The last day of PyCon we could attend a 3-hours long workshop called “Flow is in the air” (code in https://github.com/javierillo88/flow-is-in-the-air) about Apache Beam and Airflow. Apache Beam defines a unified programming model to create data processing pipelines that eventually get executed by an engine as Spark or Google Cloud Dataflow. Since NiFi and Apache Beam are both based in dataflow programming, we asked how they differ in their use cases and the answer given by them was, Apache Beam/Spark is better for transformations while Apache NiFi works best for moving data.

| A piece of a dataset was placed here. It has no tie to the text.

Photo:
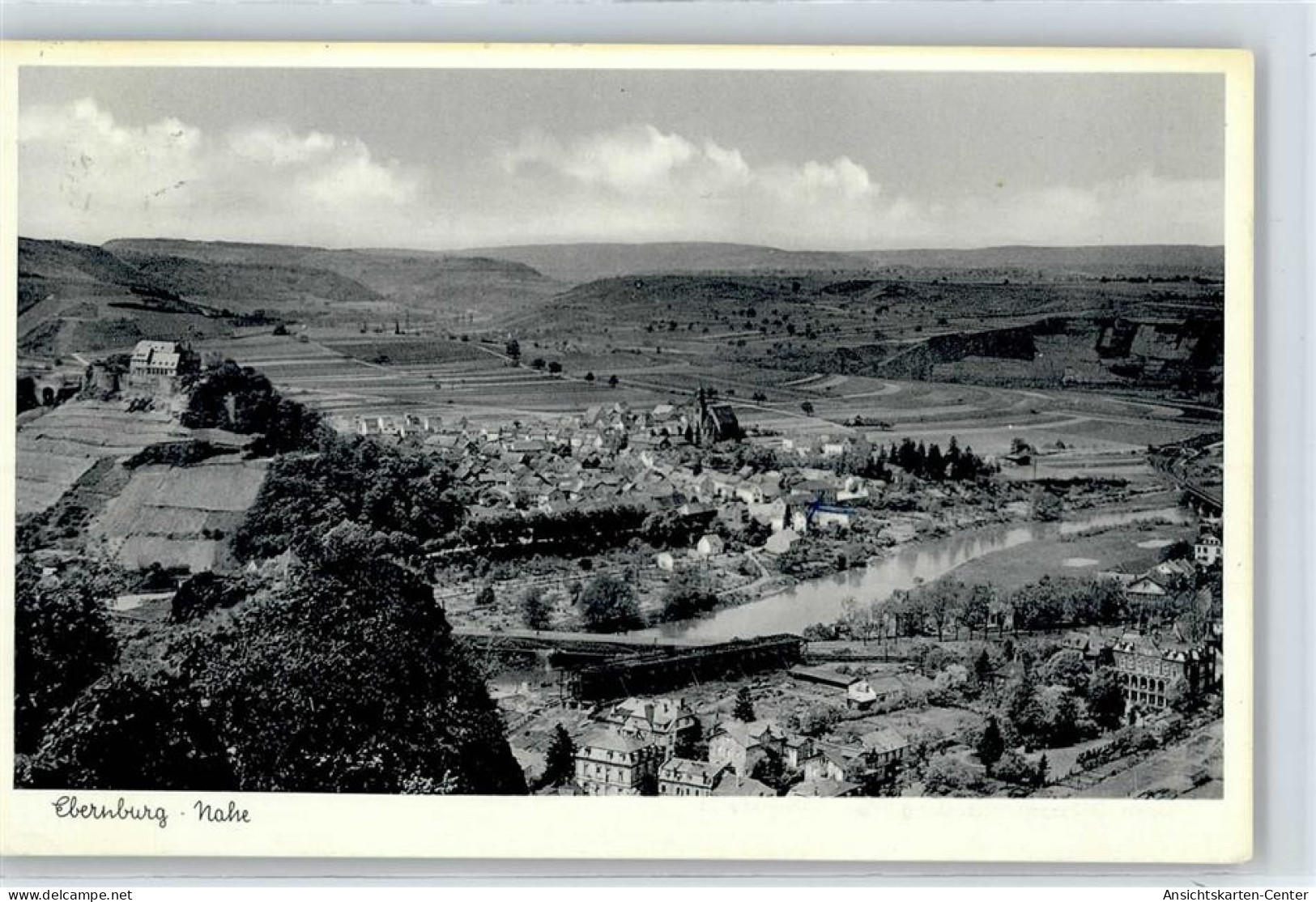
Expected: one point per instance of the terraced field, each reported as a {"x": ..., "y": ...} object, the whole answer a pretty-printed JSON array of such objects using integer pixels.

They gave a talk about Airflow apart from the aforementioned workshop, there we could confirm we are in a good track regarding best practices and common trade-offs for this technology (e.g. don’t abuse XCOM inter-task messages, get a right granularity of task is tricky…).

Big Data

Sometimes when the amount of data is too large, we cannot use pandas due to the memory of our local machine is limited. In that case, we can use Dask. It is a tool with an API similar to Pandas but being able to process data in a distributed cluster.

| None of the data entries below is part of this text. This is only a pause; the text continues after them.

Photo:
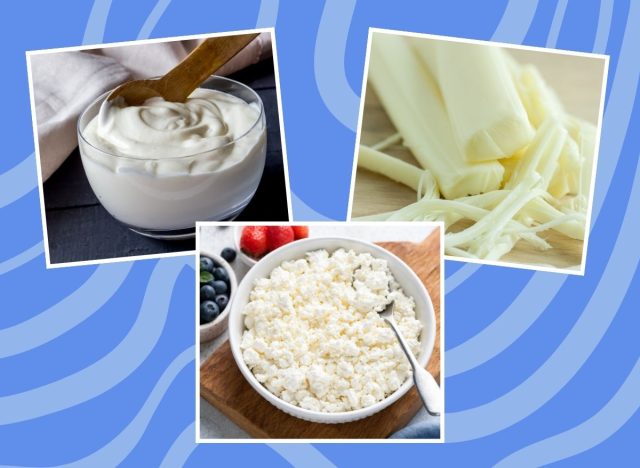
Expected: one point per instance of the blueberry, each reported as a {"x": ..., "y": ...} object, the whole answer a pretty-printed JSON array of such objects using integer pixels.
[
  {"x": 221, "y": 274},
  {"x": 206, "y": 264},
  {"x": 209, "y": 310},
  {"x": 207, "y": 293},
  {"x": 222, "y": 300},
  {"x": 228, "y": 254},
  {"x": 220, "y": 287}
]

In the talk called “Big Data En Live Coding” we learnt how to create a scalable pipeline to get and process streaming data using technologies from Python ecosystem instead of Scala and Spark (e.g ASGI, Starlette, uvicorn, NNG, Trio, Skein, Dask and streamz). We recommend having a look to the GitHub repo for this talk with a set of projects based on the popular game Flappy Bird.

Data science

Another area where Python shines is data science, thanks to the PyData Stack. The first day of the conference we attended the workshop called FTW2019 Introduction to Data Science in Python which covered the libraries that many people of the data science community use, such as Numpy, Pandas and Dask for data manipulation, Matplotlib for data visualisation and Scikit-learn to perform machine learning. We could also see an example of a NLP (Natural Language Processing) in Production for the Barcelona City Council.

Others

There were some others interesting talks that weren’t covered with the previous areas, so let us talk a bit about them:

  • Opsdroid: the presenter showed a common issue that happened in his company but which could happen in any other company. A person of the devops or other team is on holidays and an action that only he or she has permissions is required, then this person has to be disturbed and maybe he/she doesn’t have a laptop near. The proposed solution is using a chatbot for chatops so that we can use our mobile phone to perform the action. Opsdroid and an external service (e.g. DialogFlow) to map natural text to intention can be used to create a functional bot in no time.
  • pyenv: a version management tool that, allows install multiple Python versions, change the global version and letting the user change the version with an environment variable.
pyenv usage examples
  • nteract: it’s a complex app ecosystem that includes papermill (tool to parameterise, execute and analyse Jupyter Notebooks) among others. The presenter also added a concept connected to documentation coverage like creating doc templates for code comments in GitHub, making sure your documentation cover almost every method.

Finally, after spending 3 days learning and acquiring new knowledge about Python world, we came back to Malaga with a bunch of new and fresh ideas in order to apply in our daily work, helping our teams and the company.

We recommend anyone to attend this event that will take place in Granada next year. See you there!